Key intelligent building attributes include: sustainability, mobility, interoperability, technology, scalability, reliability, efficiency, security, flexibility and longevity.
Fully networked systems transcend integration to achieve interaction, in which the previously independent systems work collectively to optimize the building’s performance and constantly create an environment that is most conducive to the occupants’ goals. Additionally, fully interoperable systems in intelligent buildings tend to perform better, cost less to maintain and leave a smaller environmental imprint that individual utilities and communication systems.
Each building is unique in its mission and operational objectives and therefore, must balance short and long-term needs accordingly. Intelligent buildings serve as a dynamic environment that responds to occupants’ changing needs and lifestyles. As technology advances, and as information and communication expectations becomes more sophisticated, networking solutions both converge and automate the technologies to improve responsiveness, efficiency and performance.
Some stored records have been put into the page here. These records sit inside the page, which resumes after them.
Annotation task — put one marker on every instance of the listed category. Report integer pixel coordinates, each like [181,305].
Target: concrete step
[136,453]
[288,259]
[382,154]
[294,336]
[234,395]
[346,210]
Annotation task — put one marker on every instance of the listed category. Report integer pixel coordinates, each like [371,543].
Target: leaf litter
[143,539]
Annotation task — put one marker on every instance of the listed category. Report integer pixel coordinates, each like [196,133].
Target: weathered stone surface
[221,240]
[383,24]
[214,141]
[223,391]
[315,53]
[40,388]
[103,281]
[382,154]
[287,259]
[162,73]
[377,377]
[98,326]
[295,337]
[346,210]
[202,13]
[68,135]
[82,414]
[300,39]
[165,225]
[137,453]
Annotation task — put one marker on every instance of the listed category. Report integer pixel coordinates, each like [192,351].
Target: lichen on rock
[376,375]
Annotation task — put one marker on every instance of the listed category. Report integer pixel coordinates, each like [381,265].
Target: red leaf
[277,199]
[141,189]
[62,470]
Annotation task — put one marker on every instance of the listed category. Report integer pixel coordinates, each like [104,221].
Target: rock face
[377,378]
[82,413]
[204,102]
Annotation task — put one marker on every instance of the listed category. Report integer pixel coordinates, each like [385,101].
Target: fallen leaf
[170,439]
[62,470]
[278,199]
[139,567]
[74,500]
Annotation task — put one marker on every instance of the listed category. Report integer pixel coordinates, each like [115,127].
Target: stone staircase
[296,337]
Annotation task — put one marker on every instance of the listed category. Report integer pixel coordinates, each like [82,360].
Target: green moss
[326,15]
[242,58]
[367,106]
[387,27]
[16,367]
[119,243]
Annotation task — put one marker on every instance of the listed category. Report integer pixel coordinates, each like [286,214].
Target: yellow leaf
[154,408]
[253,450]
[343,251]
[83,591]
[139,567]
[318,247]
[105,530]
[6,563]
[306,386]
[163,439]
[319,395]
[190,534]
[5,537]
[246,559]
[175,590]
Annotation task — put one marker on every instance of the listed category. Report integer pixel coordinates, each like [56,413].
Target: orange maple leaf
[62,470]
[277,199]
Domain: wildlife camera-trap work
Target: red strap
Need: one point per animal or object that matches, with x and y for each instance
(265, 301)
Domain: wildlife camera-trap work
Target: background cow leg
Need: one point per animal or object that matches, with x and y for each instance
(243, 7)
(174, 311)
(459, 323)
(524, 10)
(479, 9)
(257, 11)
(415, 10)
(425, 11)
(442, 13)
To achieve this, intelligent buildings converge data, voice and video with security, HVAC, lighting and other electronic controls on a single IP network platform that facilitates user management, space utilization, energy conservation, and comfort and system improvement.
Sinclair: How did CABA verify the report’s findings?
Zimmer: We augmented findings by incorporating a number of industry case studies into the research. Case studies include: Ave Maria University, CityStars of Cairo, Development of the King Abdul Aziz Endowment Project, Kwantlen Polytechnic University’s Trade & Technology Center, Providence Newberg Medical Center, Rogers Centre, and The Verve – High Rise Condominiums.
Sinclair: Who financed and worked on the study?
Zimmer: Organizations that have financed this study include BAE Systems, Cisco Systems, Inc., CommScope, Inc., Delta Controls Inc., Encelium Technologies Inc., the Global Environment Fund, Herman Miller Inc., InfoComm International, Johnson Controls Ltd., Legrand (Ortronics/The Wattstopper), Natural Resources Canada, Robinson Solutions Inc., Sloan Monitored Systems, Trane, Tridel Corporation, and Panduit Corp. Frost & Sullivan was contracted to work with a steering committee formed from CABA's Intelligent & Integrated Buildings Council.
Sinclair: When will the study be available?
Zimmer: The entire report will be announced and released to the general public, free of charge through the CABA Web site at www.caba.org on October 13, 2008.